The large intestinal cells are dependant on Short Chain Fatty Acids (SCFAs) derived from the bacterial fermentation either from the overflow of undigested carbohydrates (e.g lactose) or non-digestible but fermentable more complex carbohydrates (prebiotic carbohydrates, pectins and rice etc). This enables the normal fluid absorption to also occur from the large intestine, and the generation of higher levels of vitamins (mainly B vitamins) from bacterial fermentation. The bacterial population of the large intestine associated with diarrhoea washout frequently is significantly lower with luminal bacteria significantly more severely affected than mucosal populations. Repopulating the ecological balance can be achieved with certain (stomach-acid resistant) probiotic strains, (Allen et al 2003). Probiotics act in concert with the immune system to provide a wide spectrum of activity. Prebiotics such as fructooligosaccharides act through the promotion of the natural gut flora’s beneficial bacteria (Oli et al 1998). The presence of carbohydrates with specific stereotypic bonding induces multiplication of different populations of saccharolytic bacteria in the large bowel, and this occurs in the recovering animal with diarrhoea (Oli et al 1998).

Probiotics and recovery from rotavirus & cryptosporidiosis

Allen et al 2003 has reviewed published papers on probiotics and human infant diarrhoeas. They examine aetiology and probiotic strains used. All results have been subject to review before being admitted for analysis. Their conclusion is that some probiotics do provide a useful adjunct to some diarrhoeas, with certain provisos also reported.

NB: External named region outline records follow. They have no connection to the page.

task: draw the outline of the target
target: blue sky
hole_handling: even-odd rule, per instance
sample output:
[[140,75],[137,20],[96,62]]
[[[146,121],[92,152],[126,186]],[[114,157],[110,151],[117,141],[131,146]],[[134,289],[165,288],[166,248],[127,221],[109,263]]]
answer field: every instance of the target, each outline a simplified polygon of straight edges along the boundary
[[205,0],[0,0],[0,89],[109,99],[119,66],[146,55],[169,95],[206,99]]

A report by Casas & Dobrogosz (2000) examines and report on one probiotic strain Lactobacillus reuteri . This strain is also included in the report by Timmerman et al.(2002) with benefits to calf general health following a mix of probiotic strains.

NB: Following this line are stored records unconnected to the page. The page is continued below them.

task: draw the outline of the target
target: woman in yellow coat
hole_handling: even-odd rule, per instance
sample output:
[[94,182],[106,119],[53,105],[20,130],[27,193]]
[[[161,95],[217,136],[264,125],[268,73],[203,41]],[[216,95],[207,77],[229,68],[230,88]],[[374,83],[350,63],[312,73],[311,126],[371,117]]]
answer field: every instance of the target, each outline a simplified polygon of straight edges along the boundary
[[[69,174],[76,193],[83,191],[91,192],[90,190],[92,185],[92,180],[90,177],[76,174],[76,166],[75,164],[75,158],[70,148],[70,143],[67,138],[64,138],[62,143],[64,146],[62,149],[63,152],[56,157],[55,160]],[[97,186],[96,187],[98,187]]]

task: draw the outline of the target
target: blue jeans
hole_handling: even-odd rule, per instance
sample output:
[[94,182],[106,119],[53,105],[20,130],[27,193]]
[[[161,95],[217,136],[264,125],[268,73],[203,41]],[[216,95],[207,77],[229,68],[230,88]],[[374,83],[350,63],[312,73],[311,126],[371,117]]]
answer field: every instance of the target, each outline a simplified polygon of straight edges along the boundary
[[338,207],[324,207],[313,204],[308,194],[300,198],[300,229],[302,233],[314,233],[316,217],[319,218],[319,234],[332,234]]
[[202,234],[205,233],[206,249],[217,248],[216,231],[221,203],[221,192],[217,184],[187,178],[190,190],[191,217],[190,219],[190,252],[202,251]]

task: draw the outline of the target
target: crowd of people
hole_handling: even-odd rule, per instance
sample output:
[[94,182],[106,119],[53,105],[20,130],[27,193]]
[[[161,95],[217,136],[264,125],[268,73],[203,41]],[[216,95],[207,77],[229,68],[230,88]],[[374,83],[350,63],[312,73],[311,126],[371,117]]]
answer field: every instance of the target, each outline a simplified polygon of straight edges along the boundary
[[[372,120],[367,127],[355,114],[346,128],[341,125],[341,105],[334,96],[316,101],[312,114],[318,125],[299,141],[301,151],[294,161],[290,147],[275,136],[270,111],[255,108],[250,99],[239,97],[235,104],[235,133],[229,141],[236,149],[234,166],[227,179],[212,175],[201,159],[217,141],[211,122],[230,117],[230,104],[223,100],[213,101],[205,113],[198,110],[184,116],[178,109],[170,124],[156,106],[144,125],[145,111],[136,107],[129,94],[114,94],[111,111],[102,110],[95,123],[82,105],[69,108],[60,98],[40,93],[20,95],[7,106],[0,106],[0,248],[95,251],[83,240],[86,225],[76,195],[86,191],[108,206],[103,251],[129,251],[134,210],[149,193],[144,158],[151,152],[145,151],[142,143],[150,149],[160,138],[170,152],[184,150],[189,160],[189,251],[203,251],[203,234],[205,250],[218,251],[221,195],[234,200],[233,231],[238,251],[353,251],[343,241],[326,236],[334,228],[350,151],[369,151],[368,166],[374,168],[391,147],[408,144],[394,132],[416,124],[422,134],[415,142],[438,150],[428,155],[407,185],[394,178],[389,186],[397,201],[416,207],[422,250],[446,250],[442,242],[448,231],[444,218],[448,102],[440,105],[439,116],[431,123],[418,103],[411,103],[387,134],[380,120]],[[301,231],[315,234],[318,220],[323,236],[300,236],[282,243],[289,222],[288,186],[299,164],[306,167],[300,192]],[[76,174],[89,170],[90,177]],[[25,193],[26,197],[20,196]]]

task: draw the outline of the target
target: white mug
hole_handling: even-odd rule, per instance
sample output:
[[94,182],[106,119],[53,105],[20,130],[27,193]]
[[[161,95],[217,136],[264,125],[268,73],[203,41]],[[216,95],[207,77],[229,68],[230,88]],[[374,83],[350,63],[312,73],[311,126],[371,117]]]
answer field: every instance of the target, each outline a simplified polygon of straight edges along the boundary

The conclusions from these reports is summarized

  • Strain specificity to the host species may be important to obtain clinical benefits.
  • Some strains are only suitable as live organisms and therefore subject to issues of storage.
  • Acid resistance of these strains to enable passage to the intestine is important. Some human strains marketed for their probiotic benefits fail to pass effectively in sufficient numbers to provide any benefit (UK data- Consumer)
  • Some strains of organisms researched and developed exhibit a range of effects that differ between strains. L reuteri for example has some antibacterial factors (reuterin).
  • Some may provide a dominant and exert an exclusivity which decreases the pro-inflammatory effects of other natural flora strains (Christiansen et al, 2002).
  • Health benefits occur outside the immediate gut environment (Timmerman et al, 2005).

Seaweed and fibres

Nutritional components included in some electrolytes include seaweeds. They are a source of natural dietary fibre. Alginates found in seaweed also stimulate mucus cells to release mucin. Other dietary fibres such as pectin, or gum Arabic do not have this direct effect (Plaisancie 2006). This benefit is therefore different from that achieved by bacterial fermentation and the production of butyrate for cellular energy. Seaweeds are also high in certain aminoacids which are also important constituents of mucin (e.g. threonine), and they also potentially aid palatability (pers. comm.)